En las costas del océano pacífico comenzaron a surgir burbujas que fueron trazando un aro de color blanco. Poco después aparecieron dos moles oscuras en las claras aguas del redondel. Eran dos ballenas jorobadas que emergían. Aquellos dos cetáceos actuaban en equipo para acorralar y consumir grandes cantidades de kril (crustáceos pequeños parecidos a los camarones). Estos mamíferos de 40 toneladas se zambullían bajo este kril y nadaban en un círculo pequeño, al tiempo que liberaban el aire por sus espiráculos (orificios de respiración). Con esta ingeniosa maniobra formaban una red de burbujas en torno a sus presas. Luego ascendían verticalmente por en medio de la red y se daban el gran banquete con ellas.

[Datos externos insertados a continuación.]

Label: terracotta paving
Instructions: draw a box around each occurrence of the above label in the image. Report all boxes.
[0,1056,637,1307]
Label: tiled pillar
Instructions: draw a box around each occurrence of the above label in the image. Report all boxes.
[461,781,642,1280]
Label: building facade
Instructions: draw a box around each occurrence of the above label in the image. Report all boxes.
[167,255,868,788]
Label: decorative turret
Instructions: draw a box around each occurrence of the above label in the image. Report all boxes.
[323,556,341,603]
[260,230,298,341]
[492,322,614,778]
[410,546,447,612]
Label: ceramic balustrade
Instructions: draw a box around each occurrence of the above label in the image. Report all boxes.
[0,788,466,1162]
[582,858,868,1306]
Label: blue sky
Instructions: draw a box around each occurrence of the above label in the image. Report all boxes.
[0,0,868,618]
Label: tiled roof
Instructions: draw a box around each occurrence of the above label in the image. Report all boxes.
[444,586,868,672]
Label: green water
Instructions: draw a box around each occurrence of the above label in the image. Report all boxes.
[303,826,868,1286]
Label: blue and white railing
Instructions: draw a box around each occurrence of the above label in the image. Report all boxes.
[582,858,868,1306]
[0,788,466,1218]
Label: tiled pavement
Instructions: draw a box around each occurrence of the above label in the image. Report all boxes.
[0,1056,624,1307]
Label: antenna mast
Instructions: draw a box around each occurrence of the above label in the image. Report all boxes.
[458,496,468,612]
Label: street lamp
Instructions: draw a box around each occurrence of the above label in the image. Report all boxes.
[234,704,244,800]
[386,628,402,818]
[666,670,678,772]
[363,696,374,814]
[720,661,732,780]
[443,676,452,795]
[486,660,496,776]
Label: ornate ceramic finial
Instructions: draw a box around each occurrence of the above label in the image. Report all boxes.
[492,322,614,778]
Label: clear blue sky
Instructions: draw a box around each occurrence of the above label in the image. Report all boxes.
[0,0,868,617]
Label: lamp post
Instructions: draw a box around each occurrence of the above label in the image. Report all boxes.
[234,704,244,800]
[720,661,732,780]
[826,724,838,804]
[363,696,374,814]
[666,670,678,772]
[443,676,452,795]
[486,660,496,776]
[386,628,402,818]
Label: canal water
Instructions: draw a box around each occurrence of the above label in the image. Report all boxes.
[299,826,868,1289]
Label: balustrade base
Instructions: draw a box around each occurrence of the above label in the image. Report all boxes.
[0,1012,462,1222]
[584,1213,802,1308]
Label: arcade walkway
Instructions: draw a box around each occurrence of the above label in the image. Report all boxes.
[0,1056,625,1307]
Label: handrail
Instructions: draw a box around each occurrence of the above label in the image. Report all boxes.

Dirigiéndonos a las llanuras de África, ahí vemos que impalas y babuinos suelen trabajar juntos: con el agudo olfato del impala y la excelente vista del simio, difícilmente se acercará algún depredador sin ser detectado.
Otra sociedad similar es la que han creado los avestruces, que gozan de una magnífica vista, y las cebras, dotadas de un fino oído.
Los anteriores, no son más que algunos de los innumerables ejemplos de cooperación en los ecosistemas. Ciertamente, observamos el apoyo mutuo en todos los niveles: desde la vida microscópica hasta la humana, y entre especies semejantes o totalmente diferentes.
Entre nosotros mismos podemos ver como se lleva a cabo la cooperación. En el aparato digestivo, hallamos un ejercito de útiles bacterias que fomentan nuestro bienestar al destruir a peligrosos invasores, facilitan la digestión y colaboran en la producción de vitaminas esenciales (Compuestos orgánicos, que el cuerpo no puede producir por si sólo). A cambio, nosotros, los anfitriones proporcionamos a estas bacterias alimentos y un medio donde desarrollarse.
En el reino animal existen alianzas semejantes, particularmente entre los rumiantes, es decir, las criaturas que, como las vacas, venados y ovejas, vuelven a masticar la comida ingerida.
En resúmen encontramos auténticos ecosistemas de bacterias, hongos y protozoos. Gracias a la fermentación, estos microorganismos descomponen la celulosa que es la parte leñosa de las plantas y la transforman en nutrientes.
Y como estos ejemplos, existen muchas “asociaciones” entre la naturaleza.